Mercados internacionais fecham em queda com risco de alta da inflação na China e EUA

Investidores temem que uma alta da inflação resulte em um aperto da política monetária pró-estímulos de algumas das principais economias do mundo

Redação, O Estado de S.Paulo

11 de maio de 2021 | 17h30

Os principais índices do exterior fecharam sem sentido único nesta terça-feira, 11, com os mercados globais impactados por temores de inflação, principalmente na China e nos Estados Unidos, que pode vir acompanhada de um endurecimento das políticas monetárias pró-estímulos das principais economias do mundo.

Divulgado na noite de ontem, o índice de preços ao produtor (PPI, na sigla em inglês) da China deu um salto anual de 6,8% em abril, o maior desde outubro de 2017. Já o índice de preços ao consumidor (CPI, na sigla em inglês) americano, que vai ser publicado amanhã, pode vir com alta mensal de 0,20%, segundo a mediana do Projeções Broadcast.

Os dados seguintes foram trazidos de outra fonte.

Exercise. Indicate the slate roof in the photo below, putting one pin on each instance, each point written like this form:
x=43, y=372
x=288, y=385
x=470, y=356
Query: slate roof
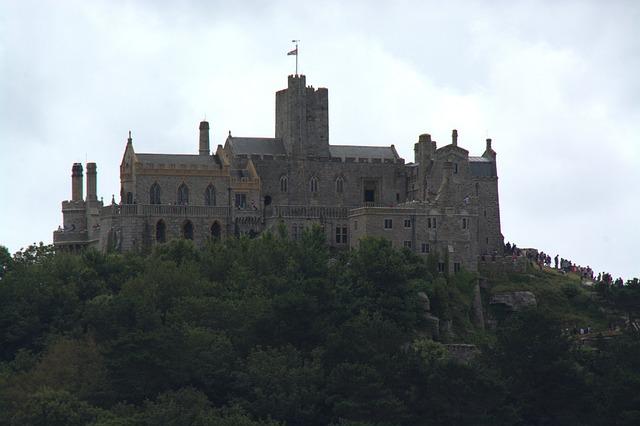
x=357, y=151
x=259, y=146
x=189, y=159
x=482, y=167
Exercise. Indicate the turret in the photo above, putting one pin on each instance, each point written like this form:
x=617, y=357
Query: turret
x=489, y=152
x=92, y=182
x=204, y=138
x=76, y=182
x=302, y=118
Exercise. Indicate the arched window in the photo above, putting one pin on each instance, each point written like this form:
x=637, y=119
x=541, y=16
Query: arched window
x=339, y=185
x=183, y=195
x=161, y=231
x=210, y=196
x=215, y=230
x=187, y=230
x=154, y=194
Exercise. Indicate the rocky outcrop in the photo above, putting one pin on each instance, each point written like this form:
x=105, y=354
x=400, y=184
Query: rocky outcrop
x=515, y=301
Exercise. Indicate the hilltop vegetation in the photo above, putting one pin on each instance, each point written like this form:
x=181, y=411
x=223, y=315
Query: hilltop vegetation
x=270, y=331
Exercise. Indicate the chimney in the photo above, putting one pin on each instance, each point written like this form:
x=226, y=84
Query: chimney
x=204, y=138
x=92, y=182
x=76, y=182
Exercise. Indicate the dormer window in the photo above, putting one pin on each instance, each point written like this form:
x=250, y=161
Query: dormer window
x=183, y=195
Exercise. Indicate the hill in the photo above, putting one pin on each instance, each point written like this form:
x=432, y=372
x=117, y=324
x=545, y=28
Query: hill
x=273, y=331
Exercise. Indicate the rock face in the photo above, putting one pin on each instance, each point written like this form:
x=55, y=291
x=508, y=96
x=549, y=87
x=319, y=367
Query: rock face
x=515, y=301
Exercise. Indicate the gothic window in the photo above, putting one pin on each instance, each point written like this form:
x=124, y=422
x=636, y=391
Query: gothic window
x=161, y=231
x=341, y=235
x=154, y=194
x=313, y=184
x=215, y=230
x=210, y=196
x=187, y=230
x=183, y=195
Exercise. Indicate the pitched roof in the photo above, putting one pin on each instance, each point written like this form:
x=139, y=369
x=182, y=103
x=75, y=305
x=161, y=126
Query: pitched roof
x=259, y=146
x=189, y=159
x=357, y=151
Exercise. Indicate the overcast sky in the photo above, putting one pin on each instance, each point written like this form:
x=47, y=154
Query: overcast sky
x=555, y=84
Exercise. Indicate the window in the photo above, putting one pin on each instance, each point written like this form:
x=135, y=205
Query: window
x=154, y=194
x=183, y=195
x=187, y=230
x=341, y=235
x=241, y=201
x=161, y=231
x=210, y=196
x=215, y=230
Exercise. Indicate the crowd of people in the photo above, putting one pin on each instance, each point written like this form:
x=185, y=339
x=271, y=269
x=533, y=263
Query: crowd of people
x=543, y=259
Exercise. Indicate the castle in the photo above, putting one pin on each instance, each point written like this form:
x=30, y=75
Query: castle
x=445, y=202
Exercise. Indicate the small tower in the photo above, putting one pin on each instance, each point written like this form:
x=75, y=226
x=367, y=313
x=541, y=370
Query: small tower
x=76, y=182
x=204, y=138
x=302, y=118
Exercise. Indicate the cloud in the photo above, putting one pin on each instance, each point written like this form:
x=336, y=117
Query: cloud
x=553, y=83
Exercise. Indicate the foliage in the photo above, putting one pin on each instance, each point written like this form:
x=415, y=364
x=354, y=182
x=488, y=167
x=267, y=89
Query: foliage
x=270, y=331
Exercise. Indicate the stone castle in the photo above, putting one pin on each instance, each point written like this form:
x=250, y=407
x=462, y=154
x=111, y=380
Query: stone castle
x=445, y=202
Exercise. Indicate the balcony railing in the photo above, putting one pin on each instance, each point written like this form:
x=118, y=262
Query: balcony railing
x=164, y=210
x=309, y=212
x=70, y=237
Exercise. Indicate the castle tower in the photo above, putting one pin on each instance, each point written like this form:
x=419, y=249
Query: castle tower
x=204, y=138
x=76, y=182
x=423, y=150
x=92, y=189
x=302, y=119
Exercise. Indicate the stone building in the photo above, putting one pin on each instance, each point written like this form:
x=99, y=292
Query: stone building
x=445, y=202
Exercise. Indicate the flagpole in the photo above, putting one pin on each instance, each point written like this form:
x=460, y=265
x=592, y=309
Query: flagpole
x=296, y=50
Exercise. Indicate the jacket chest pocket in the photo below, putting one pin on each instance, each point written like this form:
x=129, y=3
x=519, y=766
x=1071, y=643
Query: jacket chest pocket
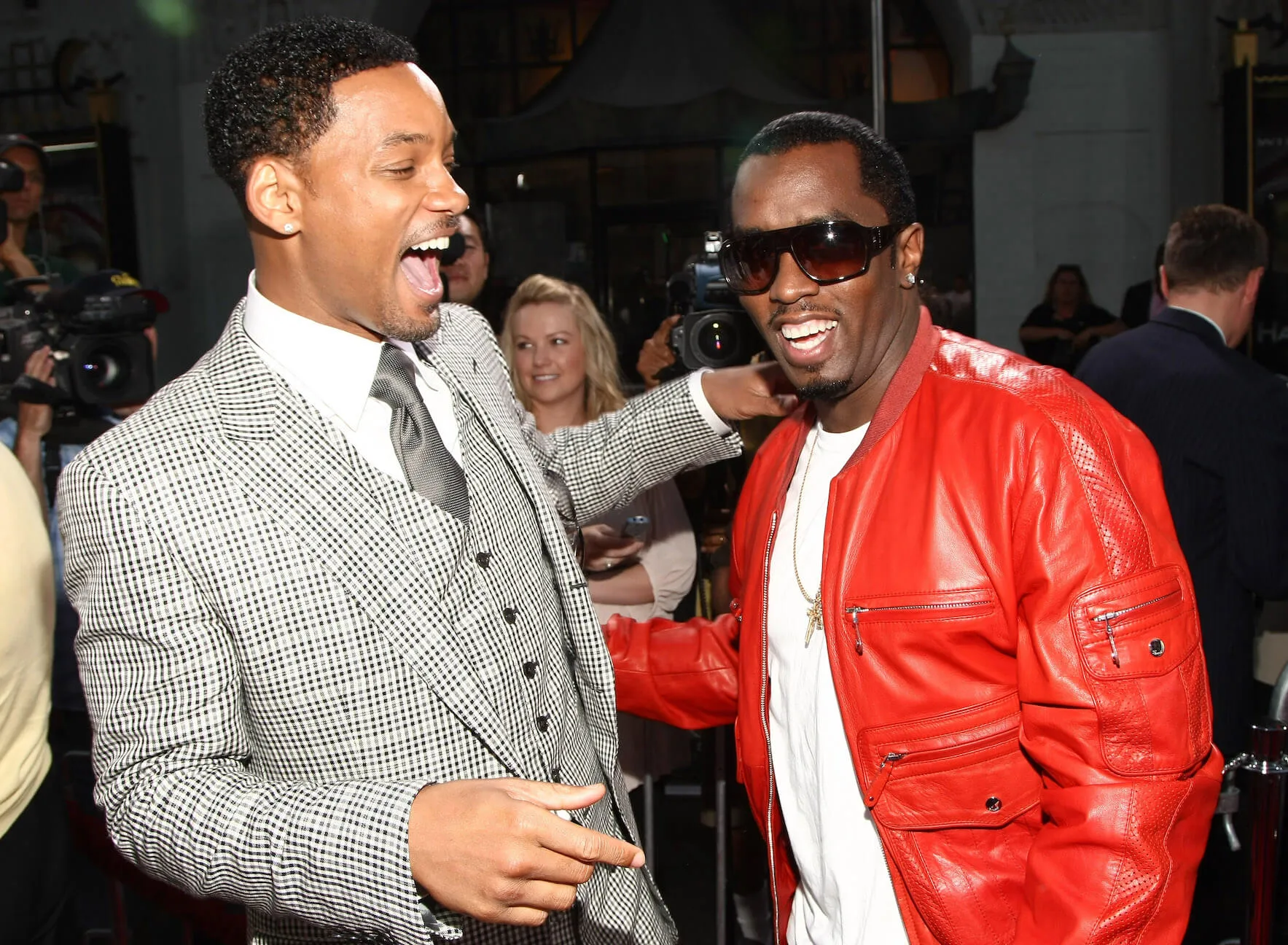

Apesar de garantias do Federal Reserve (Fed, o banco central americano) de que manterá sua postura acomodatícia e dos fracos dados do mercado de trabalho americano da semana passada, investidores voltaram a ponderar as chances de que um forte avanço nos preços force os bancos centrais a reverterem as agressivas medidas de estímulo monetário que adotaram em reação aos efeitos da pandemia.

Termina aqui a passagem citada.